As gaming technology improves, could Vindictus be the first action MMO that doesn't fall flat? Senior Editor Chris Tom decided to find out by participating in the Early Access Beta, which recently ended.
When I was assigned to check out Nexon's latest free-to-play MMORPG, Vindictus, I'll admit that I was a little bit hesitant out the door. Granted, those trailers looked pretty good, and Nexon is probably one of the best free-to-play MMO developers in the world, but whenever you start throwing around the words "action MMORPG" with "peer-to-peer instance hosting," I tend to get a little pale. On the other hand, with the advent of several next-gen MMORPGs coming out in this year and the next, who's to say that the F2P market hasn't also taken some significant strides forward? At least this is what I was hoping as I set foot into Vindictus's Early Access Beta.
To give a little background information, Vindictus is actually known in areas outside of North America and Europe as "Mabinogi Heroes," since this game takes place several hundred years before the events of Mabinogi, another one of Nexon's F2P MMORPGs. Unfortunately, because Mabinogi is a fairly unknown MMO in the English language markets, Nexon wisely decided to rename this game to "Vindictus," to allow it to stand alone as a fresh, new MMORPG.

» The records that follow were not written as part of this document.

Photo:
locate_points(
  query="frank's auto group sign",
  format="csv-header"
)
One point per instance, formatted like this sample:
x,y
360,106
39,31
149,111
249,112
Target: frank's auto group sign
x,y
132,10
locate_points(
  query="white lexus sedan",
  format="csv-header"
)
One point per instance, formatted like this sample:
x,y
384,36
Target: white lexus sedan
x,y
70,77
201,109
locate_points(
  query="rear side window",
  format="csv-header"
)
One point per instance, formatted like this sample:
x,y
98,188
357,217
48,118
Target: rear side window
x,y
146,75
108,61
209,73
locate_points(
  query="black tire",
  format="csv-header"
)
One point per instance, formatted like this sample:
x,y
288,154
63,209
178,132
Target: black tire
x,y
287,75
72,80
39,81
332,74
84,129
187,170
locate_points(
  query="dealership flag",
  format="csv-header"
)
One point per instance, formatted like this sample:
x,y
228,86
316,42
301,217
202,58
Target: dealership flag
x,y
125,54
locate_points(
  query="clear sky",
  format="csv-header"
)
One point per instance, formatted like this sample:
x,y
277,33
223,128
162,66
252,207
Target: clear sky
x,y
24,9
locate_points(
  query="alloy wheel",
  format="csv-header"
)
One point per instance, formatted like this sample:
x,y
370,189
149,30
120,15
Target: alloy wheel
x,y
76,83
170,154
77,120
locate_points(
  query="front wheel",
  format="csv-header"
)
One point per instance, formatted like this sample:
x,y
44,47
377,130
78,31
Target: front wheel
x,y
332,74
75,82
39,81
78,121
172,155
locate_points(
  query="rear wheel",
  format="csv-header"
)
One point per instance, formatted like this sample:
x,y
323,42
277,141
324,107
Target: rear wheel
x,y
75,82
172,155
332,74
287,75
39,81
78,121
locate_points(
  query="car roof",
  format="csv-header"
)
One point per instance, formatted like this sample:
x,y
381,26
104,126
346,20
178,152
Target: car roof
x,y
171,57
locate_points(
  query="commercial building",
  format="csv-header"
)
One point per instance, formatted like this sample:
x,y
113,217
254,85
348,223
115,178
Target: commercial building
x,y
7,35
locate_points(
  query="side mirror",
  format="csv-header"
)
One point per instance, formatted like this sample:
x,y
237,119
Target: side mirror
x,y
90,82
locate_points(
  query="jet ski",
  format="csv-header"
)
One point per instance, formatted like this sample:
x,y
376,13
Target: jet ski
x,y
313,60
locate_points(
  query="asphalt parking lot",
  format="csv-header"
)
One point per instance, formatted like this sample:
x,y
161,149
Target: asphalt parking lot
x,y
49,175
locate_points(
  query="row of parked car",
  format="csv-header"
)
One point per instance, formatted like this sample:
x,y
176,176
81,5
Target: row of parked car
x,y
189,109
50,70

Right out the gate, one of the biggest problems I ran into with Vindictus was that there are only two classes to choose from, and those two classes are gender restricted. In other words, players will need to nix their aspirations of ever becoming a female assassin or a sturdy male tank, as the only choice offered is between Fiona, the sword and shield wielding female warrior, or Lann, the dual-sword assassin. This didn't end up being a huge problem for me, as I had already decided to play a "Hammeriona" at later levels (that is, a Fiona who wields a large 1-handed hammer and a shield), but the lack of classes to choose from was a definite disappointment for many of my friends. I hear there are plans to implement the female spell caster, Evie, in a future patch, with two other characters yet to come in the Korean version, but at the time of this article, there was only Fiona and Lann to choose from.

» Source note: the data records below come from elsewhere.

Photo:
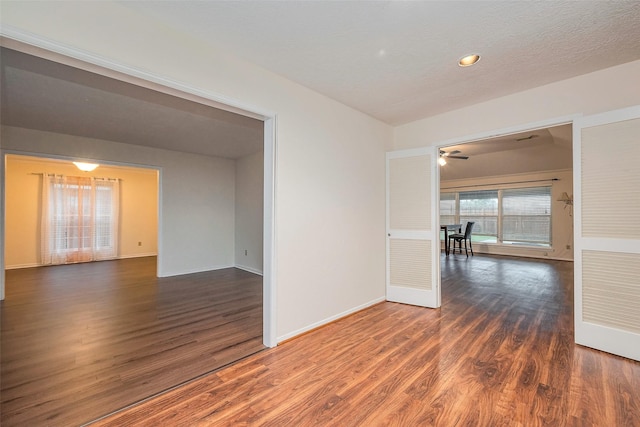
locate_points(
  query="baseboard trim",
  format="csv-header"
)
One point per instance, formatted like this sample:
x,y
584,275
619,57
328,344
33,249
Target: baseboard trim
x,y
196,270
18,266
249,269
328,320
138,255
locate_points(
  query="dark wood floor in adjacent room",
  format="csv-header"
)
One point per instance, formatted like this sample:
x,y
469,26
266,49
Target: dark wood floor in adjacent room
x,y
499,352
81,341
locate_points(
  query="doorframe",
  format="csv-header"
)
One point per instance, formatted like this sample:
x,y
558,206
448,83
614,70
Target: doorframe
x,y
47,49
526,127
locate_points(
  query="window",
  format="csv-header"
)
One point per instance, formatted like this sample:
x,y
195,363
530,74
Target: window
x,y
526,215
508,216
482,208
79,219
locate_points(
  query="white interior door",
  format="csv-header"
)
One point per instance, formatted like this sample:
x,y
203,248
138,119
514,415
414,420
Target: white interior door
x,y
607,231
413,244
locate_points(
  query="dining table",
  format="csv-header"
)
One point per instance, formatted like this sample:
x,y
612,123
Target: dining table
x,y
456,228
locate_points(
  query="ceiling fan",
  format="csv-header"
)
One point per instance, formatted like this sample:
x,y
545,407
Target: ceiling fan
x,y
450,155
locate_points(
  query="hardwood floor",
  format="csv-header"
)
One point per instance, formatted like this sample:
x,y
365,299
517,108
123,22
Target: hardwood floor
x,y
499,352
81,341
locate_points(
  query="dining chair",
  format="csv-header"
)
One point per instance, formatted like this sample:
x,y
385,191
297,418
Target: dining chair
x,y
459,238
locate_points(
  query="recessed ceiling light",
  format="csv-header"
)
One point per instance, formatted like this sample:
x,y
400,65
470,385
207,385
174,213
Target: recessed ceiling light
x,y
468,60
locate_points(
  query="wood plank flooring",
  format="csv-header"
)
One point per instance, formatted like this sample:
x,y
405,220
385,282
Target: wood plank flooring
x,y
499,352
81,341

Outside of the class problem, however, Vindictus does do a great job of pulling players into the story with an exciting opening scene where a giant spider has gone berserk, and it falls to the player to defend the village oracle as she tries to reason with the monster. This is definitely an improvement over killing rats and delivering messages. After the adrenaline pumping tutorial, the game then places you in a sleepy little town, complete with your basic quest hub and various item, armor and weapon stores. One benefit I noticed from this very basic setup, however, was just how intuitive this game can be. I've heard some players say that Vindictus can get complicated at times, but anyone who has played a number of MMOs should have little diffictuly getting started. Vindictus really feels like an old-school RPG that's been refreshed with a next-gen combat system. You get quests to explore ruins and fight bosses, and as you fight you gain "AP" which can be used to upgrade your skills. The items you receive in the dungeons can also be "crafted" by the NPCs to create different weapons and armor.